La mère ne s’était pas laissée abattre, mais le père fut très changé. Il ne plaisantait ni ne travaillait plus. Du matin au soir, il restait la tête dans les mains à réfléchir.

Une fois — c’était après le troisième enterrement — il avait éclaté en paroles égarées, qui avaient effrayé les enfants. Il ne comprenait pas, disait-il, pourquoi ces malheurs les frappaient. N’avaient-ils pas fait une bonne action en recueillant la malade ? Le mal était-il plus puissant que le bien ? Comment Dieu avait-il pu admettre qu’une femme méchante causât tant de malheurs ? La mère avait essayé de le calmer, mais il ne l’écoutait pas.
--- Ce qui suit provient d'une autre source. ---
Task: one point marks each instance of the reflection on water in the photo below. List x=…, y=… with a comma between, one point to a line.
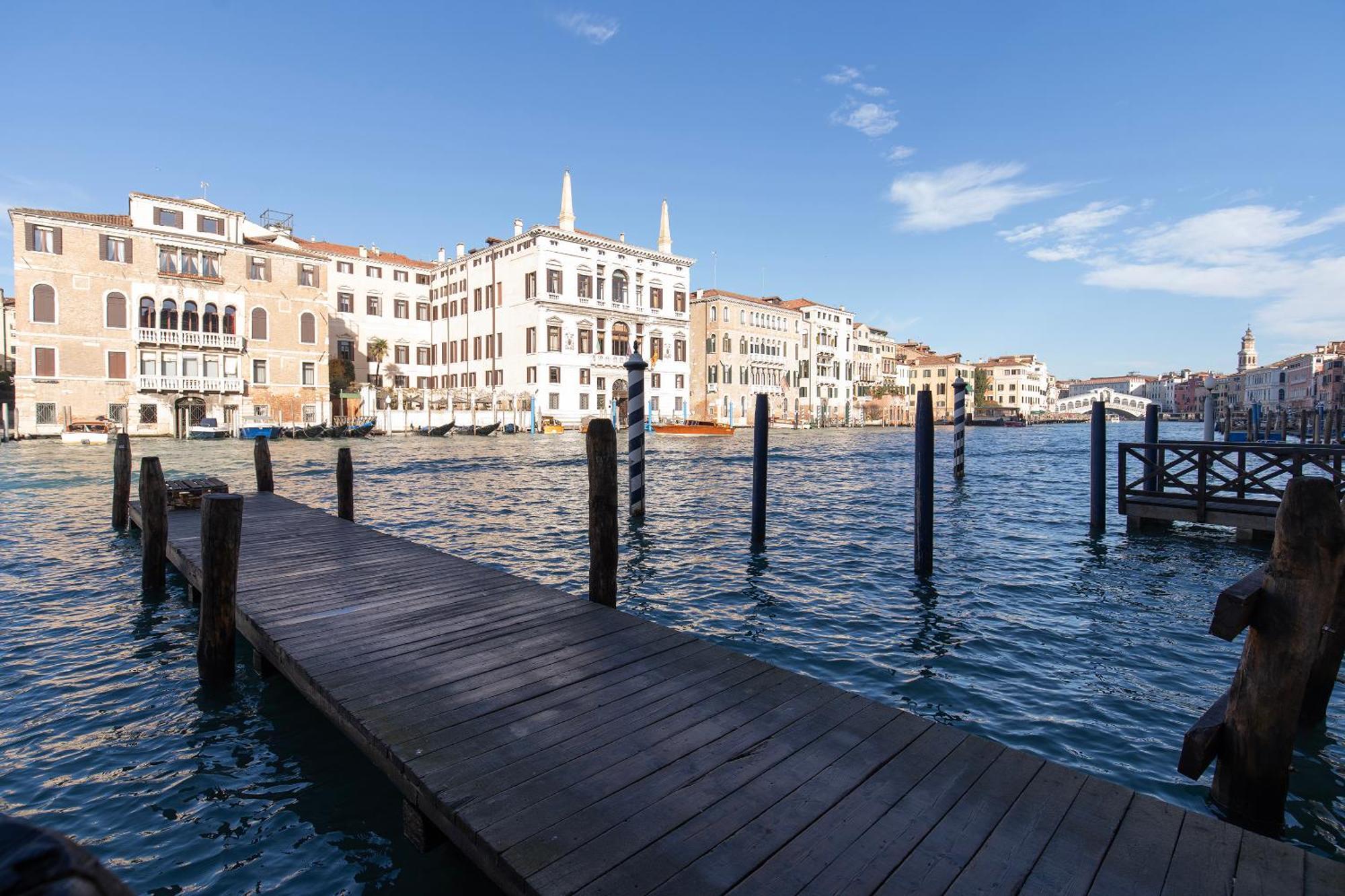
x=1089, y=650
Deux jours après les enfants perdirent leur père. Il n’était pas mort, il partit, abandonnant tout. Ce fut lorsque la sœur aînée des enfants fut à son tour tombée malade. Le père l’avait aimée plus que tous les autres ; en la voyant mourir, il avait perdu la tête et s’était sauvé. La mère ne se plaignit pas de cet abandon, elle avait eu peur de le voir devenir fou.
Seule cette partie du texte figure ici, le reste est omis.